On en viendrait à s’éterniser dans une recherche pathétique de réconfort dans le but de faire approuver notre mal-être et déclencher une émotion empathique chez les lecteurs. Cela apparaîtrait absolument inutile et pitoyable.
Dans ce genre d’ego trip où le vécu est distillé sans gloire à prétendre ni arrogance d’une exception d’existence, il est question d’affronter un trouble sans trembler et montrer qu’on n’est plus honteux ni écorché davantage par notre misère. On doit chercher à extraire un substrat interrogateur de nos lignes pour tenter d’investiguer et décoder les évènements sordides pour lesquels notre mission de nous raconter aurait du sens pour tous.
Motifs moins arbitraire et égocentrique
La littérature de soi qui prend l’angle de l’épreuve difficile à surmonter, c’est une façon de se reconnecter à un malheur; le saisir dans son apparence horrible et d’en décortiquer les tenants et aboutissants. C’est défaire la trame simpliste de ce qui nous est arrivé et piocher dans sa singularité pour qu’il en découle un filon global plus complexe à en tirer profit.
Profit qui ici dépasserait notre propre désespoir et s’en accaparerait pour conter une odyssée universelle.
« Il faut que le récit enclenché déborde de l’idée du témoignage…« ajoute Nicolas Mathieu.
C’est dire que chaque auteur doit appréhender au mieux ce qui s’est passé, ce qui l’a rendu malheureux, ce qui n’était pas convenable, ce qui nous a bouleversé, ce qui étrangle toujours aujourd’hui peut-être, bien après les faits.
On se situe dans l’analyse et la compréhension quand on veut parler de littérature qu’elle soit autobiographique ou autofictive. Pousser à la réflexion ceux qui s’emparent de vos mots et les faire adhérer de façon strict à l’ampleur des dégâts causés dans votre existence.

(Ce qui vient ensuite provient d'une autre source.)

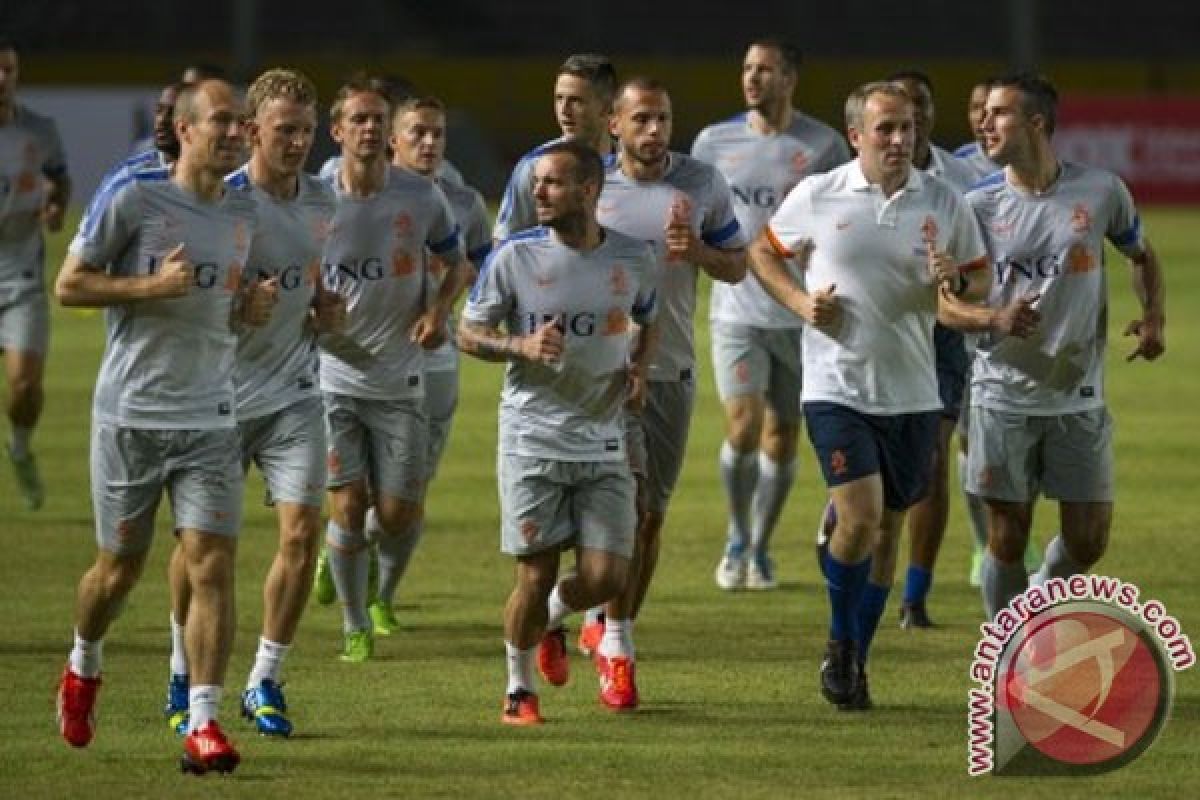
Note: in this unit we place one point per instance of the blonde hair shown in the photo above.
(276, 83)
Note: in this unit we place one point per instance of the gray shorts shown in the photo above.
(658, 437)
(131, 467)
(555, 504)
(759, 361)
(441, 401)
(381, 440)
(25, 324)
(1014, 456)
(289, 450)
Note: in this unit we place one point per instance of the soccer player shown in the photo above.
(683, 208)
(163, 413)
(279, 408)
(419, 143)
(756, 342)
(565, 295)
(928, 517)
(973, 154)
(877, 239)
(34, 193)
(388, 223)
(1038, 417)
(583, 94)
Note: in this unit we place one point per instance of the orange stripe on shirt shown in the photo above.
(778, 245)
(971, 266)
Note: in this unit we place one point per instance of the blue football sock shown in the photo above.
(917, 582)
(870, 609)
(845, 584)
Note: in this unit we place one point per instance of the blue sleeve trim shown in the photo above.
(447, 244)
(1131, 236)
(721, 235)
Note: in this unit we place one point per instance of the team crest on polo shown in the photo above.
(1078, 679)
(618, 280)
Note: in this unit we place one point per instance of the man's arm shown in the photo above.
(89, 286)
(1151, 293)
(430, 328)
(768, 265)
(645, 342)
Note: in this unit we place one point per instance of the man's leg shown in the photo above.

Qu’il saisissent clairement qu’il ne s’agit pas de médire, de condamner ou de jeter l’opprobre facilement sur une personne ou un environnement; mais de laisser éclater par un détour sur soi, un fléau qu’on semble minimiser ou démocratiser dans la société.
Terrains de questionnements collectifs
Il suffit alors de montrer que notre vécu a une potentialité à faire éclore des remises en question, qu’il peut provoquer plus que de l’apitoiment mais ravager avec lui une idée fixe qu’on connaissait ou soulever des émotions inattendues qui rendraient le lecteur en phase avec notre lutte intérieure. Le faire prendre position dans une réalité qu’on a tant méprisé et qui nous a déchirée.
Dans l’écriture autofictive, il faut des moments de gêne et de malaise qui n’offusquent que par la violence d’un protagoniste justement épinglé pour son méfait. Mais jamais le malaise ne doit venir de l’écriture proprement dite, ni par une formulation crue sans métaphore ou tournure intelligente, ni par une mauvaise maîtrise du style littéraire par l’auteur.
L’inconfort est quelque chose qui ne doit pas manquer dans les lignes, mais aussi ne doit pas marquer par des précipitations d’idées compactes balancées sur la feuille avec fureur. C’est un sentiment de malaise qui pousse à se remuer dans ces postures calmes pourtant remplies de secousses sous-jacentes.
Il faut toujours que la littérature de l’autofiction soit déterminée par une symbiose entre une verve lyrique bien maîtrisée et dosée, et une description sans réserve de la vérité brutale qui nous habite.